The journey towards a more secure attachment for someone with an Anxious attachment style is one of self-discovery, trust-building, and open communication. By addressing core fears and learning to manage ones emotional responses, individuals with an Anxious attachment can cultivate more balanced and fulfilling relationships.

How Core Anxious Attachment Wounds Develop in Childhood

Anxious attachment wounds often originate from inconsistent caregiving during childhood. A caregiver might have been emotionally available at times but then distant or preoccupied at others. This unpredictability leaves the child unsure of when they will receive attention and affection, leading to anxiety and hyper-vigilance around attachment figures.


A parent who fluctuates between being warm and affectionate to being absorbed in their own issues, causing the child to become anxious about when the next 'dose' of love will come. Alternatively, a caregiver who responds enthusiastically to a child's needs one day but is neglectful or dismissive the next, reinforcing the child's belief that they must constantly seek attention to ensure it's given.

How Core Wounds Can Develop with a Significant Partner Relationship

In adult relationships, someone may experience an abandonment. Alternatively, one with AA may find familiarity with certain individuals and end up choosing partners who are emotionally unavailable or inconsistent with their affection. This can trigger the Anxious individual's fear of abandonment and need for reassurance.

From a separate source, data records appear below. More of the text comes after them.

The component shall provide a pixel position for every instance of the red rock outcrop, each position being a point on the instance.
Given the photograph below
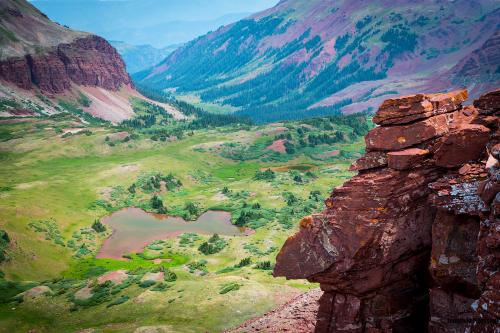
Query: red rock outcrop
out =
(412, 243)
(88, 61)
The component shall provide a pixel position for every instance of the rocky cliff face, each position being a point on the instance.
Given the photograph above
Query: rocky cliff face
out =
(412, 243)
(36, 52)
(88, 61)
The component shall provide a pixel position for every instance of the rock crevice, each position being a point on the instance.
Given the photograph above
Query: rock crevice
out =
(87, 61)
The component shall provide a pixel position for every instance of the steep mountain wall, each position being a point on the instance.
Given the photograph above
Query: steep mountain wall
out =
(88, 61)
(412, 243)
(36, 52)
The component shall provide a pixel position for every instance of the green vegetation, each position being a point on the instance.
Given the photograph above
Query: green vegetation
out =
(229, 287)
(98, 226)
(4, 244)
(67, 185)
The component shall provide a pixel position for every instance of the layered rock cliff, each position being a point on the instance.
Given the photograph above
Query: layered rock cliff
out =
(412, 243)
(88, 61)
(39, 53)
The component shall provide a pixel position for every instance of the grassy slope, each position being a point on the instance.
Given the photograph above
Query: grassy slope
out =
(45, 176)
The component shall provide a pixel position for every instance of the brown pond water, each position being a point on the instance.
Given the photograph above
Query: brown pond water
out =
(133, 229)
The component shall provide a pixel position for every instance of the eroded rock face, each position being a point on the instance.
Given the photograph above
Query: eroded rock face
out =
(89, 61)
(411, 244)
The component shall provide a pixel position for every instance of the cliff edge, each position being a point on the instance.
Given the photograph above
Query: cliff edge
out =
(412, 243)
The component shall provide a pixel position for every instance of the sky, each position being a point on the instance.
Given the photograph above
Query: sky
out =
(156, 22)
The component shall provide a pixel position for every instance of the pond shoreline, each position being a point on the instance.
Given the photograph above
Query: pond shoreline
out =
(134, 228)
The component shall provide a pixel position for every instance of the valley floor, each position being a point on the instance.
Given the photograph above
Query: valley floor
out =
(54, 186)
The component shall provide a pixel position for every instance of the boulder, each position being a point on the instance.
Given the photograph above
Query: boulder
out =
(406, 159)
(461, 146)
(418, 236)
(404, 136)
(489, 103)
(371, 160)
(408, 109)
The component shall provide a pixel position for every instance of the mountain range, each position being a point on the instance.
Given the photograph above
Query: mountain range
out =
(142, 57)
(46, 68)
(156, 22)
(309, 58)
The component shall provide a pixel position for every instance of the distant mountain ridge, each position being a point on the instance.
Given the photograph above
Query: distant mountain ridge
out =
(307, 58)
(141, 57)
(46, 69)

Clinginess and Potential Negative Impact on Relationship Dynamics

These core wounds can manifest in behaviors such as clinginess, where the Anxious individual might excessively seek contact, affirmation, or reassurance from their partner. They may also interpret a partner's need for space as rejection, leading to a cycle of anxiety and pursuit that can push the partner away.


An Anxious partner sending multiple texts or calls when their partner is unresponsive, fearing the worst-case scenario.

Overanalyzing a partner's words and actions for signs of waning interest or affection, often leading to misunderstandings and conflicts.

The Need for Therapeutic Interventions

The dynamic created by clinginess and the need for reassurance can strain the relationship and may require interventions from a therapist. Therapy can help the Anxious individual understand their attachment style, develop healthier communication patterns, and learn to self-soothe.

Therapeutic Strategies:

There are many therapeutic strategies but I find a couple approaches to be particularly beneficial. 

EMDR to process past times of abandonment and desensitize the fear of abandoment and to install adaptive cognitions that then lead to a more secure self and thus adaptive behavior in the present.

Cognitive-behavioral therapy (CBT) to challenge and reframe the negative thought patterns that fuel anxiety and dependency.

Emotionally Focused Therapy (EFT) to build a more secure attachment within the relationship by fostering emotional responsiveness and deeper connection.

Mindfulness practices to help the Anxious individual stay grounded in the present moment and reduce the tendency to spiral into worry about the relationship.